We just had a cold spell here in Florida and I have been through many colds and have a bit of a handle on what temperatures are safe for chicks. Breeding birds can be a humbling experience, and this year was no exception.

I have found Poicephalus chicks just hatching and chicks over three weeks old, with lots of down can take temperatures at about 28 degrees for short periods. I had recently moved some of my proven pairs to another area, and it was going to be cold. I pulled all Senegals and Capes that were at the ten day and above mark. I knew the hen could keep three younger ones, or three eggs warm. Anytime there are over three chicks or three eggs, and maybe a pecan or two, I remove some if not all of the babies, and hope for the safety of the eggs. This year was not good. I lost three clutches of Senegals. They were in a less protected area. The ones in the old area did fine. Next year I will put heat lamps on the nests. The greys on the other hand, had no problems keeping their babies warm.

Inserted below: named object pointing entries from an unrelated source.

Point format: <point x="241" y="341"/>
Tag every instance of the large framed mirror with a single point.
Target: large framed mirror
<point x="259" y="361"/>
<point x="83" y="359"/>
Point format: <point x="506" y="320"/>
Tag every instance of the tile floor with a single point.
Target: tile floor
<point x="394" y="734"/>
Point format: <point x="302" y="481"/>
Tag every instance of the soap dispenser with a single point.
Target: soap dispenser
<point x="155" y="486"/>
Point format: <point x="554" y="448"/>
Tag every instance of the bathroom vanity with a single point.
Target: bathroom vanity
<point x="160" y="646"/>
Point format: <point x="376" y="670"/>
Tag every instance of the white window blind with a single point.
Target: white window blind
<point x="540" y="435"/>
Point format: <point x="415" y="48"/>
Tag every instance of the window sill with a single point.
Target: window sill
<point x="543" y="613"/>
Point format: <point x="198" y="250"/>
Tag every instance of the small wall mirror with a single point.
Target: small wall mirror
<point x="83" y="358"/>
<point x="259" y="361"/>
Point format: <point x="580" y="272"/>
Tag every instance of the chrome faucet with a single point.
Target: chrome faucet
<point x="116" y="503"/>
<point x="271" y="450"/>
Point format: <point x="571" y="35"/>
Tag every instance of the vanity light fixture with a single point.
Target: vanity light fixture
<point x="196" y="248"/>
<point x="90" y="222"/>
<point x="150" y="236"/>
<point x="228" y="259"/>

Speaking of temperatures, I can tell when a chick is too warm, but being able to tell if it is just a degree or so too cold has not been easy for me. I found a tip in the book, “Parrots Hand Feeding and Nursery Management” by Howard Voren and Rick Jordan. If you put the wing tip of a chick against your upper lip and it feels cool the chick is cold. I now use this as my guide for regulation of the babies air temperatures in the nursery. In newly hatched chicks, one degree can mean the difference between life and death.

Chicks in the Nest

I have often heard it said … “When a pair of birds have more than three chicks, it is a good idea to pull the oldest.” I have not found this to be the case. Generally Poicephalus can easily take care of four chicks. I have found most Poicephalus feed chicks according to time rather than age. It appears at a certain time all chicks start getting more adult food, and plenty of it. The youngest baby will be packed full of the same hard, solid food as the older chicks, and in just about the same quantity. This can be difficult when first bringing them in from the nest. One more than one occasion I have used plain water or very thin formula, with a human digestive enzyme, to help digest all the food in the crop, in a more timely manner. Of course if one needs to pull a chick or two, due to a big clutch, pulling the youngest may be the wiser move.

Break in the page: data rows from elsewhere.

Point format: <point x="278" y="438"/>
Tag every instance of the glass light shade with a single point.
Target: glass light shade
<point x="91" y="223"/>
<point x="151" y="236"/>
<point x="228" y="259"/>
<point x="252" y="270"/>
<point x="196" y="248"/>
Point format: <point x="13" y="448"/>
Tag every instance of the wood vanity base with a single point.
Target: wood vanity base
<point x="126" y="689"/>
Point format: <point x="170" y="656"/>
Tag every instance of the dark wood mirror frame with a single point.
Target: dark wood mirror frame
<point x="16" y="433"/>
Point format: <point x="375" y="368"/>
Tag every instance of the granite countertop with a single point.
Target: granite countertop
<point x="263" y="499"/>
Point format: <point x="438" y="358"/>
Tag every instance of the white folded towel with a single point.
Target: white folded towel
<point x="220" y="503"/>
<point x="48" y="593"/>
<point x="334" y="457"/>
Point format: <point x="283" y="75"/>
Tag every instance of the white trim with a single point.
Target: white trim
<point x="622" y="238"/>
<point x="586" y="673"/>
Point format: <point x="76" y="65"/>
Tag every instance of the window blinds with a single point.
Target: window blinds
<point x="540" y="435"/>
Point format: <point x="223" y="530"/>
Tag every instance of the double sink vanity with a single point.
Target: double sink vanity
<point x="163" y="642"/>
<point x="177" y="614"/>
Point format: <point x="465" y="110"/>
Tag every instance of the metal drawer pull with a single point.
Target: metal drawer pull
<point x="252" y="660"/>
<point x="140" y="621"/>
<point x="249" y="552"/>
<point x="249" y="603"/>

When I first started breeding I had a friend who literally raised 300 incubator hatched babies a year. I remember watching her, permanently bent, over the table feeding one chick after another. I made up my mind right then and there, I would breed birds and have a life too. Well I was wrong about having a life, but I am not permanently bent. I knew then I did not want to ever incubator hatch a chick.

This breeder had also told of birds leaving their nests and finding eggs, ice cold to the touch, and bringing them in to put in the incubator. I sure hoped my birds never abandoned eggs.

As it turned out, many times just days before hatching I would see hens out playing and taking baths when I thought they should be sitting their eggs, and sure enough the eggs were ice cold. My mind was made up; I was not pulling eggs. As it turned out the eggs hatched just fine and I had many healthy chicks. My thoughts are the eggs need a cooling down period, and nature does manage to do things right, regardless of what we may think. A lot of my domestic hens spend a good deal of time out of the nests, much more so than the wild caught hens. I assumed my domestics really didn’t know what they were doing, but those too turned out fine.

We worry when we don’t see the hens out of the box, and we worry when we see them out too often. I guess we just have a need to worry.